In between times there was much baking of bread and rock buns (essential fodder in the river family tradition), and generous meals conjured up by each of the two families in turn. And croquet, can you believe that with such limited space we still found space for the croquet set on the roof?! Middle Daughter devised a complex course worthy of golf that kept the game going for hours.
A rainy day was forecast and we looked forward to huddling in bed late with books and cups of tea, long games of Catan or cards, perhaps just a bit more baking. That was Monday, duly wet with storms and rain showers. Tuesday dawned with rain reduced to drizzle and looked set to clear up, but at breakfast I noticed that the water level was just creeping over the high tide mark onto the grass. Ten minutes later we were sure of it. The river was rising.
Suddenly we were at action stations, dragging the canoes higher up the lawn and taking the motor boat out of the water, just in case. We swam in the rising water as we did so and within an hour were able to paddle the canoes over what had been the bottom lawn. A slight check came when my glasses, carefully removed to avoid losing them in the river, were no longer when I’d left them with shoes and hats on the kayak, well above the waterline. Our son had taken the things off the kayak to paddle it into the flood waters and hadn’t noticed my glasses. After much crawling around the ex-lawn in the rising water, we gave them up as lost and retired up the hill to tea, rock buns and to watch the still rising waters creep alarmingly quickly up the hill.

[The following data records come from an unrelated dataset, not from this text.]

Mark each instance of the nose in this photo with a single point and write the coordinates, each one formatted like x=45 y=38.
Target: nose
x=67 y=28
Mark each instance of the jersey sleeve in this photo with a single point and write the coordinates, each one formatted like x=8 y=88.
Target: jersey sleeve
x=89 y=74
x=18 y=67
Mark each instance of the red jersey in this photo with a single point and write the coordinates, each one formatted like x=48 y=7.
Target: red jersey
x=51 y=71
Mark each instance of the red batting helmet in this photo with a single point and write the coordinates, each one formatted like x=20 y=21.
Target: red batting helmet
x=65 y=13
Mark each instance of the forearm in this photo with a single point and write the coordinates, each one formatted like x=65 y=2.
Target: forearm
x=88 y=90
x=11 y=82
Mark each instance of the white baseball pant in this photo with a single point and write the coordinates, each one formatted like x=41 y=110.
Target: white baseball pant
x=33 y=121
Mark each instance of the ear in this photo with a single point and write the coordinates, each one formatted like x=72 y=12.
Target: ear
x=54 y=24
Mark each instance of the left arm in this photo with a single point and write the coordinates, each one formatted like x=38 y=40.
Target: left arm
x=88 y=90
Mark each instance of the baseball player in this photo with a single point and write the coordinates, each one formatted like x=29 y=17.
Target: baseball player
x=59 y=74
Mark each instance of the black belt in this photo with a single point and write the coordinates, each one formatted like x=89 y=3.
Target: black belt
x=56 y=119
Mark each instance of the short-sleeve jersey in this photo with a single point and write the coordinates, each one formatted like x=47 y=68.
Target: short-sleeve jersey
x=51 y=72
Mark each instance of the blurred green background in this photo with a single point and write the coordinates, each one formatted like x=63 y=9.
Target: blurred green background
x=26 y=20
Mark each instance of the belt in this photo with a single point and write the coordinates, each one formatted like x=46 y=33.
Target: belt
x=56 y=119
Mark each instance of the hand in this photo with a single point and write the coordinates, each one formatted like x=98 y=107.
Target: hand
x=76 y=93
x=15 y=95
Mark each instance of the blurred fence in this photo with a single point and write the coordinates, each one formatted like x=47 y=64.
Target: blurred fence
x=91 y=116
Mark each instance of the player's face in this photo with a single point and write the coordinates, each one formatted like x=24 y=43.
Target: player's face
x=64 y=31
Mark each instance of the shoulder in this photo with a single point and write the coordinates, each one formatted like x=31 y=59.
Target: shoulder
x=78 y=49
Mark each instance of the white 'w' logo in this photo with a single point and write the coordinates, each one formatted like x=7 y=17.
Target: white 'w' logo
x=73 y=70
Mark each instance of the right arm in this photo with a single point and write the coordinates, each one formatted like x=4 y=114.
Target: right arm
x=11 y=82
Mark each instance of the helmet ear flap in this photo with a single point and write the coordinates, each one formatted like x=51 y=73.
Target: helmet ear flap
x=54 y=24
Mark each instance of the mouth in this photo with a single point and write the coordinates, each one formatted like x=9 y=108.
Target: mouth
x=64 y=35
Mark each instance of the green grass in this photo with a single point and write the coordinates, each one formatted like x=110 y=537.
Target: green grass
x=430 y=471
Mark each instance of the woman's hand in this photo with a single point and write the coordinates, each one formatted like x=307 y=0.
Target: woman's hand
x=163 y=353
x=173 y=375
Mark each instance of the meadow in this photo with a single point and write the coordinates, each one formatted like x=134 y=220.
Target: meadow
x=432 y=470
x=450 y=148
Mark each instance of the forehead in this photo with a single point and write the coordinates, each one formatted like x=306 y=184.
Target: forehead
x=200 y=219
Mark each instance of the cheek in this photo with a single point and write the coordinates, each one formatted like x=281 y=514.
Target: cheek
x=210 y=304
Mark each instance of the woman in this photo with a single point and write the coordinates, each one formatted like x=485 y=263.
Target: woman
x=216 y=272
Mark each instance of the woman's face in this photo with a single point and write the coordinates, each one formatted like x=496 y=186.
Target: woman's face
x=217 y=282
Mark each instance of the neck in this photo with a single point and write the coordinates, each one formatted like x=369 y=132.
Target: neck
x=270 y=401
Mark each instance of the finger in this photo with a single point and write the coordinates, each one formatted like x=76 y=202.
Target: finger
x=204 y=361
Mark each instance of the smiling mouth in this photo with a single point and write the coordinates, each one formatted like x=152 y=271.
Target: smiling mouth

|That clump of green mid-stream is the willow tree from previous pictures.|
Luckily the house we stay at is high up the hill, so unlike the family several plots down, we weren’t having to move furniture and pack our bags. There were several meters of hillside in reserve. My husband had planned to go into Swellendam, but got as far as the dip in the access road, where water was already lapping at the edges, and changed his mind. Lucky that he did as the water kept on coming and halfway through the afternoon the road was at least a meter under water.
|Watching trees float by on the flood|
That night there was more thunder, more rain and next morning we watched as the river rose even further until we could paddle the canoes right around the milkwood tree halfway up the hill between the house and the river. The main flow of the river was fast and deep brown, all memories of tidal cycle forgotten, carrying branches, logs and whole trees rapidly past. Our lawn became our own private lagoon just enough removed from the strong current, where we could swim, hold canoe races and explore the jungle of trees on the adjoining plot by canoe, an adventure in itself.
|P restraining George from leaping in to the rescue|
|Heading off to explore uncharted jungle waters|
|Middle Daughter practising fishing casts, and the water now round the milkwood tree|
|Kayak vs canoe, racing across the lawn. That wisp of green is the willow again!|
By our last day the river was almost back to normal levels, but the tide hadn’t quite resumed normal play, and the sand bank we’d so enjoyed at the beginning of the holiday seemed to have been shifted bodily into the reeds. The kids never did get to work any further on their water-skiing, which was disappointing, but we had had an adventure that we’ll not forget and plenty of relaxation and down time to set us up for the new school year. George enjoyed his holiday and was just as happy to get home again and back to chasing hares every morning.
|A promise. The waters at their highest.|
Happy 2014 to you all! I hope your holidays were relaxing and free of floods and other natural disasters!